Cuando empezó a la cuarentena una gran mayoría -yo, entre ellos- se “subió al estilo europeo” e, hicimos una suerte de copy/paste de quienes se habían infectado antes que nosotros aplicando varios modelos de comportamiento, los de Europa nos llevaban casi un mes de ventaja. Una de esas estrategias fue el aplauso: forma de reconocimiento más antigua que conoce la humanidad. Y como somos gente de modas, empezamos a aplaudir al inicio de estas diez semanas.
¡Qué lindo, salimos a aplaudir! ¡Qué rídiculo, ¿por qué aplaudiríamos?! Y en limeño, puramente limeño: ¡Qué huachafo!
Lo vuelvo a confesar: yo aplaudo, y quizás lo que empezó más por moda, personalmente, se tornó en un acto motivado por la convicción.
En mi balcón, me uno a pocas ventanas y balcones que todavía siguen aplaudiendo y hoy les quería contar por quién lo hago yo. Piensen lo que quieran: yo los respeto, respeten mis motivos.

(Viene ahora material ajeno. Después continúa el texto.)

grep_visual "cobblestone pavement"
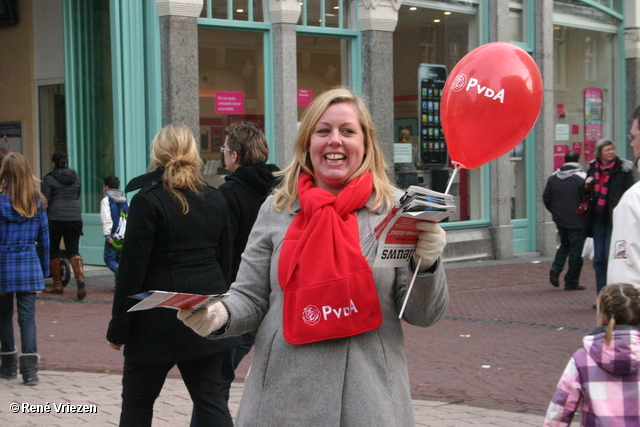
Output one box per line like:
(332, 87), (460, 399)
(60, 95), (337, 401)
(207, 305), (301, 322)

Creo que al principio pensaba que era bonito, que era un gesto que me “conectaba” simbólicamente con todos lo que estaban expuestos directamente esta pandemia: al personal de salud y limpieza pública. Pero luego, empecé a ponerle nombre propio y pensé en mi padre médico (y mucho), en mi amigos médicos (Álvaro, Jimmy, Recio…) en mi concuñado Beto, en mi sobrino Sebastián que vive en el extranjero abiertamente expuesto; lo hacía también pensando en las enfermeras, Luz, María, Rosita, que habían atendido a mi madre, en los señores que anónimamente recogen mi basura y en la señora que yo saludaba todas las mañanas y, ahora veo barriendo las veredas de mi parque a seis pisos de distancia.
Al pasar los días, si bien me jodía un poco el vecino que pusiera a todo volumen “Contigo Perú”, pensaba en mi hija que está en España y que daría la vida por escuchar ese fondo musical mientras duraba el aplauso, y por ella, salía a aplaudir de nuevo. Menos caras en las ventanas y balcones.
Y seguían pasando los días, y pensaba en los estudiantes y profesores que se jodieron este año. El triple de trabajo de mis colegas que además tienen que ser padres y madres, hacer labores del hogar y pasarse horas corrigiendo trabajos. Me imaginaba a los chicos de 5to de media que empezaron un año lleno de ilusiones que se fueron a la mierda, y los peques que con tanta ilusión iban al colegio a ver a sus amigos y misses… y por ellos, salía a aplaudir de nuevo. Menos caras en las ventanas y balcones.
Y seguían pasando los días y pensaba que la incertidumbre ha llegado para quedarse Pensaba que todos tenemos la crítica en la punta de la lengua pero no estamos subidos en el caballo de soluciones, y qué capacidad tenemos de dispararnos al pie ¡carajo!, mientras hay personas que la siguen luchando con optimismo y por ellas, salía a aplaudir de nuevo. Menos caras en las ventanas y balcones.
Y seguían pasando los días y pensaba en los lectores compulsivos que no saben dónde se les han ido las ganas (¡¡atroz!!) y no les provoca agarrar un libro, y a los que no leían mucho y ahora tragan página tras página y por ellos, salía a aplaudir de nuevo. Menos caras en las ventanas y balcones.
En una ventana lejana hay un niño pequeño que siempre aplaude. Uno de esos niños que es un cascabel, grita a voz en cuello “¡Viva el Perú! y aplaude y ríe. No recibe respuesta, pero sigue entusiasta y yo aplaudo su ilusión y su esperanza, aunque hayan menos caras en las ventanas y balcones, su lejana silueta me basta.
Y ahora, siguen pasando los días y vamos cerrando la semana 10 y contemplo 24/7 a mi marido y a mi hijo que telechambean y (aunque no lo digan) tragan su propia incertidumbre por lo que vendrá. Y cada día veo que las cifras de contagiados y muertes sube, y ese número representa – egoístamente- un día más para volver a abrazar a mi hija.
Entonces aplaudo por nosotros, un nosotros universal, prefiero pensar que seremos mejores después de esto, y aplaudo para que ese ingenuo deseo se haga realidad.